This site has a rather clear explanation of what it is: http://www.phaseconverter.com/what-is-static.html#faq

And the same site says this could be one of the effects:
Static phase converters are designed to start three phase electric motors to run on single phase power. The machinery they are setup to run must be able to operate on two thirds to one half of their rated motor horsepower. If this is not the case then when the machinery is put under its full rated load the motor or machinery will most commonly stall-out or overheat and even burn out.

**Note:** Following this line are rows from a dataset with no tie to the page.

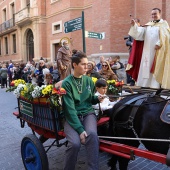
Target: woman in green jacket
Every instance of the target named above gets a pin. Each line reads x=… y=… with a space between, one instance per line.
x=81 y=123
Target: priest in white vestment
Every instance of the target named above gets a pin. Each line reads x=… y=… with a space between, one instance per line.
x=155 y=61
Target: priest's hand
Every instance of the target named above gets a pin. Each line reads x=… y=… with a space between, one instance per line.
x=157 y=47
x=101 y=98
x=83 y=136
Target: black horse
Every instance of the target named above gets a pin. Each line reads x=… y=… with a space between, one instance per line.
x=144 y=113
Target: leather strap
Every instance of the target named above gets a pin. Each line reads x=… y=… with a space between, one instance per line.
x=129 y=102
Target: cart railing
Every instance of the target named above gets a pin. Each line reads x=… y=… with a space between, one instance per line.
x=39 y=113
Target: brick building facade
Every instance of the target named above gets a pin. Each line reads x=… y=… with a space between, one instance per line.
x=30 y=29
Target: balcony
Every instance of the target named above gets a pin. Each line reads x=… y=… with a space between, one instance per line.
x=7 y=27
x=22 y=17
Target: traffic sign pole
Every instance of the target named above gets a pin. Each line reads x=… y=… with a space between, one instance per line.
x=83 y=33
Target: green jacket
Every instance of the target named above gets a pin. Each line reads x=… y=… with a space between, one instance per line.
x=3 y=72
x=78 y=104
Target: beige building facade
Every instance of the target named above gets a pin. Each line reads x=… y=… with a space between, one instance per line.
x=30 y=29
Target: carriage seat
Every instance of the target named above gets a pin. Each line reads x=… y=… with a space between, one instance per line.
x=103 y=120
x=165 y=115
x=16 y=114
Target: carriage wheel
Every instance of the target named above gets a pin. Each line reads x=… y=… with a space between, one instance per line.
x=33 y=153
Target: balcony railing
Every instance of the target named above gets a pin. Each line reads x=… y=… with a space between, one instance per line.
x=22 y=15
x=7 y=25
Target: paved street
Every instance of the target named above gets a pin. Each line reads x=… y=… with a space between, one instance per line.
x=11 y=135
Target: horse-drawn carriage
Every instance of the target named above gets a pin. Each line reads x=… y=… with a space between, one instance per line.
x=141 y=123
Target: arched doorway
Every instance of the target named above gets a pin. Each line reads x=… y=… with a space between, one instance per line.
x=30 y=45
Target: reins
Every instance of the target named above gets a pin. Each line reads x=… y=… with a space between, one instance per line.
x=139 y=139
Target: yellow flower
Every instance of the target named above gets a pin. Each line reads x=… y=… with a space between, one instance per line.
x=44 y=92
x=111 y=81
x=48 y=88
x=16 y=84
x=23 y=82
x=22 y=93
x=94 y=79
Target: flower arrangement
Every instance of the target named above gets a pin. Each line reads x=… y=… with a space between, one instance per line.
x=31 y=92
x=114 y=87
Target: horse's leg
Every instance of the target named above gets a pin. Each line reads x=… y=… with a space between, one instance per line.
x=123 y=163
x=112 y=162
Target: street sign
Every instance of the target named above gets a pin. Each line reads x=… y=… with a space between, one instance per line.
x=95 y=35
x=73 y=25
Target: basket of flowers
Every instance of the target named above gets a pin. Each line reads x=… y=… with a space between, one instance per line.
x=39 y=106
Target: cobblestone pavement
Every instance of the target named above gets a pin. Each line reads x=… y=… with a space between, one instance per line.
x=11 y=135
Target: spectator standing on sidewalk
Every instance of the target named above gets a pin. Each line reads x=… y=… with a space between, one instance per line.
x=64 y=60
x=3 y=75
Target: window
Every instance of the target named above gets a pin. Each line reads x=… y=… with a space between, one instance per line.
x=6 y=45
x=4 y=14
x=14 y=43
x=57 y=27
x=27 y=2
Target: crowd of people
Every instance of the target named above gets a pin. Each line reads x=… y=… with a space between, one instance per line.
x=39 y=73
x=82 y=96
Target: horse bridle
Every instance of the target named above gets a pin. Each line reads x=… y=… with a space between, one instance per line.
x=138 y=102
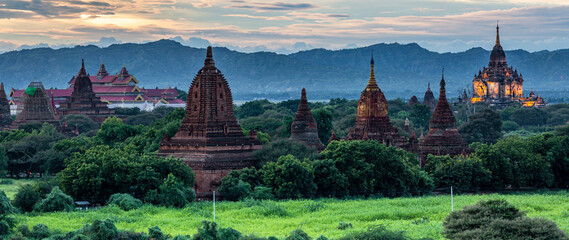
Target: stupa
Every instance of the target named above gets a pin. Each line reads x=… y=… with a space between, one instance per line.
x=443 y=138
x=304 y=128
x=210 y=140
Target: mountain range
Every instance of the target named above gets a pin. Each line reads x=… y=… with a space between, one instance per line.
x=402 y=70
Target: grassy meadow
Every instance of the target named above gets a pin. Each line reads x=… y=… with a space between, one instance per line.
x=420 y=217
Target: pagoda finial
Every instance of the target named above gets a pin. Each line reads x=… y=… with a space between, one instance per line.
x=372 y=84
x=82 y=72
x=497 y=34
x=209 y=57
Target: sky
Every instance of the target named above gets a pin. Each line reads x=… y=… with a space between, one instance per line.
x=286 y=26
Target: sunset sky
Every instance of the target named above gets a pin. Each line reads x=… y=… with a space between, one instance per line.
x=286 y=26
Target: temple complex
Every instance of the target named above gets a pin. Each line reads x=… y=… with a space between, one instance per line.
x=83 y=100
x=372 y=121
x=429 y=99
x=413 y=101
x=118 y=90
x=443 y=138
x=209 y=139
x=5 y=118
x=304 y=128
x=500 y=85
x=37 y=106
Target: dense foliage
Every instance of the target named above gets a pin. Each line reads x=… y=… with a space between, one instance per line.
x=497 y=219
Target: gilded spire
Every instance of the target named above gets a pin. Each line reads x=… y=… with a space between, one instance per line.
x=497 y=35
x=82 y=72
x=209 y=58
x=371 y=83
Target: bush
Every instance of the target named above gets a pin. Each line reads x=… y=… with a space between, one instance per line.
x=40 y=231
x=55 y=201
x=497 y=219
x=100 y=230
x=298 y=235
x=4 y=228
x=26 y=198
x=124 y=201
x=156 y=233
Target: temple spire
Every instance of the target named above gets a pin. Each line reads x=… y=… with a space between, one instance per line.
x=372 y=83
x=497 y=35
x=82 y=72
x=208 y=62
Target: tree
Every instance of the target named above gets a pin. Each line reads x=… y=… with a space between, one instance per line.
x=371 y=167
x=462 y=173
x=497 y=219
x=420 y=115
x=55 y=201
x=530 y=117
x=323 y=118
x=484 y=126
x=289 y=177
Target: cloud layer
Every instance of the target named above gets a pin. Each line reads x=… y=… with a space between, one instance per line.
x=440 y=25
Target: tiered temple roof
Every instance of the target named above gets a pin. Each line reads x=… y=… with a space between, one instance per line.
x=209 y=139
x=443 y=138
x=5 y=118
x=498 y=84
x=36 y=106
x=83 y=100
x=304 y=128
x=372 y=121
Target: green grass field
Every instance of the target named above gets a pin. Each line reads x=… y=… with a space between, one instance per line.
x=12 y=188
x=419 y=217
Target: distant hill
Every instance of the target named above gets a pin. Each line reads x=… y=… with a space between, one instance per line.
x=402 y=70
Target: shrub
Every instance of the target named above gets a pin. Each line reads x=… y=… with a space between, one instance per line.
x=4 y=228
x=55 y=201
x=156 y=233
x=298 y=235
x=100 y=230
x=40 y=231
x=497 y=219
x=26 y=198
x=124 y=201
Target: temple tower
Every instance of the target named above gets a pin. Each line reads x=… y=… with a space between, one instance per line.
x=83 y=100
x=5 y=118
x=429 y=99
x=443 y=137
x=372 y=121
x=209 y=139
x=304 y=128
x=36 y=106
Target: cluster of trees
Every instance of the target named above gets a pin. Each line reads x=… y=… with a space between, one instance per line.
x=540 y=161
x=344 y=168
x=497 y=219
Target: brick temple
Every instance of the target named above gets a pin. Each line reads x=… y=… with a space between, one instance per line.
x=304 y=128
x=37 y=106
x=209 y=139
x=5 y=118
x=83 y=100
x=501 y=85
x=429 y=98
x=372 y=121
x=443 y=138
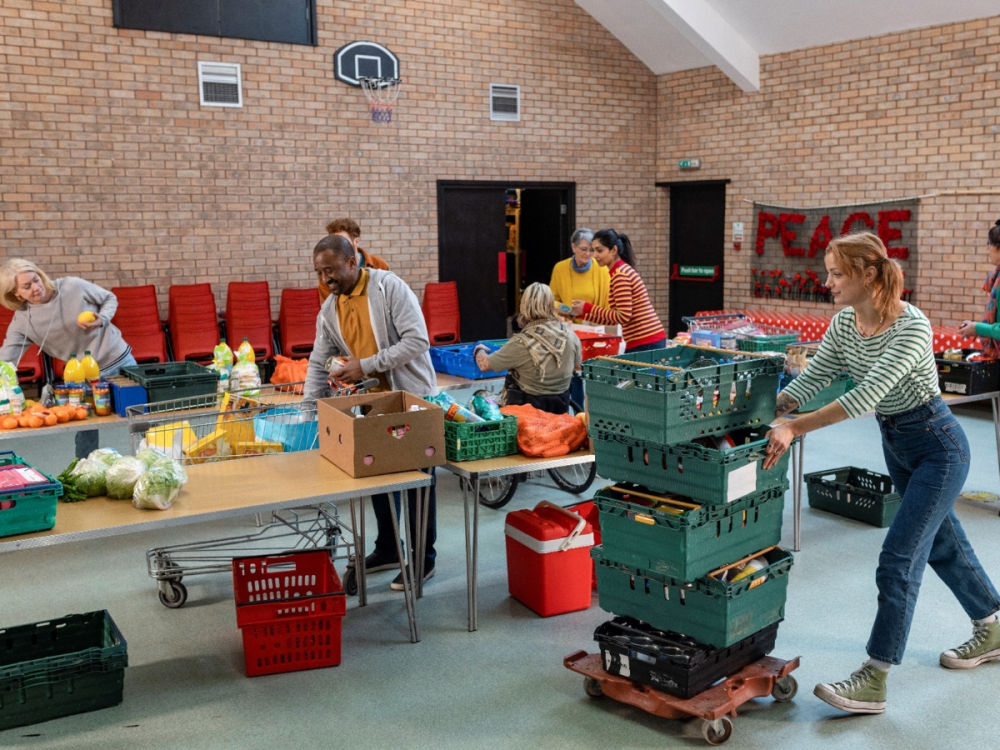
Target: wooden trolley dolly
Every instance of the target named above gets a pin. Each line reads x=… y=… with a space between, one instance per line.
x=715 y=706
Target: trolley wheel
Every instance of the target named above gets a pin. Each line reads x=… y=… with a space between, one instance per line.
x=177 y=596
x=784 y=689
x=351 y=580
x=593 y=688
x=713 y=737
x=496 y=492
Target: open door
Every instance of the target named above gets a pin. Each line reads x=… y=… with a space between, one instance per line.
x=472 y=251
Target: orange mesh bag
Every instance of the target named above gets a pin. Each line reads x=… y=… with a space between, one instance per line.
x=544 y=435
x=287 y=370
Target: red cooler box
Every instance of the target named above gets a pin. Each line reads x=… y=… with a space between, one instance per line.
x=548 y=559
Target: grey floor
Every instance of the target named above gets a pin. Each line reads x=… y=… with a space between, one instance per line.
x=503 y=686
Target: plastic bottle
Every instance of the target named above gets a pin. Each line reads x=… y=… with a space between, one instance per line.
x=90 y=369
x=245 y=352
x=73 y=371
x=222 y=355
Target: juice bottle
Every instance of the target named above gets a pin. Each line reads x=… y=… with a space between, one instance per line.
x=245 y=352
x=90 y=369
x=222 y=355
x=73 y=372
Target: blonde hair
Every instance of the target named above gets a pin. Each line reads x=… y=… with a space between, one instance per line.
x=538 y=303
x=855 y=253
x=8 y=281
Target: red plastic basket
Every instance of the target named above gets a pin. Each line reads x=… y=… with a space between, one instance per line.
x=289 y=609
x=597 y=345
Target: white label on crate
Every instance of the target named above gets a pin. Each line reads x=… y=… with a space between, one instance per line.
x=742 y=482
x=625 y=671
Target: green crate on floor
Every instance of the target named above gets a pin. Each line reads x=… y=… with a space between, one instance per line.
x=630 y=395
x=469 y=441
x=854 y=493
x=60 y=667
x=708 y=610
x=685 y=544
x=167 y=381
x=706 y=475
x=29 y=509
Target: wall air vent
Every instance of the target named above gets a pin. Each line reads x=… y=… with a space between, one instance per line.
x=505 y=102
x=220 y=85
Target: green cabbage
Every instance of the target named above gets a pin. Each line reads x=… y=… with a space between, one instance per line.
x=106 y=456
x=89 y=477
x=156 y=489
x=122 y=476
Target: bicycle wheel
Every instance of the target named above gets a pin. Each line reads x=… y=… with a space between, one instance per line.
x=577 y=478
x=496 y=492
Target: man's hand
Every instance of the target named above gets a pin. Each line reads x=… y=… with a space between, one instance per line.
x=351 y=371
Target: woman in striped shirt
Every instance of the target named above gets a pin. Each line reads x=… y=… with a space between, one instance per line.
x=885 y=345
x=629 y=304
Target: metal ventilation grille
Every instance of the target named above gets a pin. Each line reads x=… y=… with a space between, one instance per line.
x=220 y=84
x=505 y=102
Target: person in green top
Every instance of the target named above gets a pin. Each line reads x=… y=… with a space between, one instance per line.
x=885 y=344
x=989 y=330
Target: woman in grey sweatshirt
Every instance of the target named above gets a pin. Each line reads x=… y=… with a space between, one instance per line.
x=46 y=313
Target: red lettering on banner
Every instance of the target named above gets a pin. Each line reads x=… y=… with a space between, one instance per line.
x=887 y=233
x=767 y=226
x=854 y=218
x=821 y=237
x=788 y=236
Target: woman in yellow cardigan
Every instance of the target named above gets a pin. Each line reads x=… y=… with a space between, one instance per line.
x=579 y=277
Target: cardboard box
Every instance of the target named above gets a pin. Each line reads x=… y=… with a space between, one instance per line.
x=387 y=439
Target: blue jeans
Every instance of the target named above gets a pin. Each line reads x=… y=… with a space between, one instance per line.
x=928 y=458
x=385 y=541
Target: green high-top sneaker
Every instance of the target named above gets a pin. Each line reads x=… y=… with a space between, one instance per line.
x=863 y=693
x=983 y=646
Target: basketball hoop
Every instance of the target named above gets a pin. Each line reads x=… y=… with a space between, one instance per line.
x=381 y=94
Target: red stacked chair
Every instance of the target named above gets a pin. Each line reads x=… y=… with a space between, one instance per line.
x=248 y=316
x=30 y=368
x=193 y=322
x=297 y=321
x=138 y=318
x=440 y=308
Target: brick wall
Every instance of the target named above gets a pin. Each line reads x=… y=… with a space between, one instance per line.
x=889 y=117
x=111 y=170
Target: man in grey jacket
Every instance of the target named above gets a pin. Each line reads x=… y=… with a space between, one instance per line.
x=372 y=320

That's my guess. It's just a guess. Perhaps a call-out on Craigslist would find someone nearby with a rotary phase converter of the correct size that would let you test it out to confirm before swapping out parts/wires.

good luck
Joe
 
It depends on the design of the static converter. Some have a potential relay that connects one or two starting capacitors to the third phase to get the motor started, then disconnect the starting caps, leaving the third phase without power. Others add two run capacitors that stay connected to the motor to power the third phase. It just depends on what he's got. There's not a whole lot of difference between a low end static converter and the motor starter part of a typical rotary phase converter. Something like a PhasePerfect, the provides true 3-phase, is another animal altogether.

Brandon,

This might be a good time to consider going with a variable frequency drive (VFD). This one has built in overload protection, so you can ditch the static converter, the undersized starting relay and add variable speed control for under $200:
http://www.factorymation.com/FM50_230V/FM50-202-C.html

Cal
 
A VFD is an alternative that I haven't given much thought. I would figure I would have to wire the VFD directly to the forward and reverse contactors... Hmmm....
Thanks to everyone that took the time to help me out.
 
If you go with a VFD, you can bypass the forward and reverse contactors. The VFD will handle reversing and give you very nice speed control.
 
I have limited experience with a static converter, but 2 incidents similar to your description turned out to be the converter was the problem - 1hp rated converter would do this trying to drive a 1hp motor. I ended up using a VFD.

But I think I would want to confirm the the motor is OK -- I have a small elec shop near and 2-3 times I have had an unknown motor that I would drop by there and have him 'check' it out. One was a suspected 440v and he confirmed this and suggested he could "pick" (I think that was the term?) the wires and change it to 220v - I said OK and for $60 he did it and every thing was OK. Another was a scrap yard find and he just plugged it into 3ph and it was fine - charged me $10.